One of them is Abolfazl Mohseni.

He is 13 years old, Afghan and speaks fluent English that he has learned in the almost two years he has been in Lesbos by memorizing Internet videos through his father's mobile phone.

Mosheni acts as spokesman for his family and summarizes that they do not want to be interned in the new field of government because it would mean accepting that there is no future for them.

Mosheni wants to study in England or Switzerland, where he says they have relatives.

The Ministry of Migration details that between 2013 and February of this year it granted asylum to 38% of applicants in its territory, an essential condition to be relocated to other EU countries.

"The camp is a prison, it's going to nothing," says 19-year-old Somali Mohammed Abdallah.

His goal, like that of four friends who accompanied him on the odyssey that took them to Greece, is to work in Germany.

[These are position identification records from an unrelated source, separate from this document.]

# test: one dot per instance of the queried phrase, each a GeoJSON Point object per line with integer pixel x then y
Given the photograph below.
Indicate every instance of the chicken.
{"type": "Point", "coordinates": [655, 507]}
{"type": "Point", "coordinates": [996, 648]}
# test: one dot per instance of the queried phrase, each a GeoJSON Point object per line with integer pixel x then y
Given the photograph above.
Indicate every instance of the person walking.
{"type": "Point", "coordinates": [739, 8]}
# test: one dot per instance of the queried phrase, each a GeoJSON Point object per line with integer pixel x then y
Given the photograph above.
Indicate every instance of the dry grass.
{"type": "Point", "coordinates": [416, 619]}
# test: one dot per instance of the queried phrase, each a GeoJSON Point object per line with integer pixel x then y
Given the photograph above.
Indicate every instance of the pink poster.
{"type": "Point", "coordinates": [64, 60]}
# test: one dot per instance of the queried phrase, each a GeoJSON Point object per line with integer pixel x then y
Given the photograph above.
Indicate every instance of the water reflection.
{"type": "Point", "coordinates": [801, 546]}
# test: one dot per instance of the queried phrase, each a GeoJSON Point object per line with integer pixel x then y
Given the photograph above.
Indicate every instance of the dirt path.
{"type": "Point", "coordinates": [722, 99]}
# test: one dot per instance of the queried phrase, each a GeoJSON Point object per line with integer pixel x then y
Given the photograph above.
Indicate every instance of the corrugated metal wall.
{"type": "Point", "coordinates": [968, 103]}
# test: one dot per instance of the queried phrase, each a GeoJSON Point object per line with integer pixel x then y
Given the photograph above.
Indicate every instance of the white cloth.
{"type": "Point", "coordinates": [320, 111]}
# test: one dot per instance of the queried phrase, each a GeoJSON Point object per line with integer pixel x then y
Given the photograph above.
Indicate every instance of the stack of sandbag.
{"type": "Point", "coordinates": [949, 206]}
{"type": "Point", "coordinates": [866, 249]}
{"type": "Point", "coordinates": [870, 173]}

Abdallah refuses to be admitted to the new center, and repeats some of the information that circulates among the migrants, such as that the use of mobile phones will be prohibited, that there will be no electricity, no water and, above all, that they will not be able to leave the facilities .

A spokesman for the Ministry of Migration and Asylum denies it: the use of telephones will be allowed, there will be electricity through generators and leaving the camp will be authorized "during some hours of the day, but never at night, for your safety."

The Government claims that more than 4,000 people have already stayed at the site.

UNHCR has warned of an increase in the unrest of the local population, especially during the disbandment of the Moria camp after being this grass of flames last week. The conflict may escalate if the Greek government decides to forcibly transfer those who do not want to enter the new field. “I'm not going to go, no matter how much police they bring. I'd rather be killed because, locked in Lesbos, they are already slowly killing us, ”says Abdallah. His companions nod.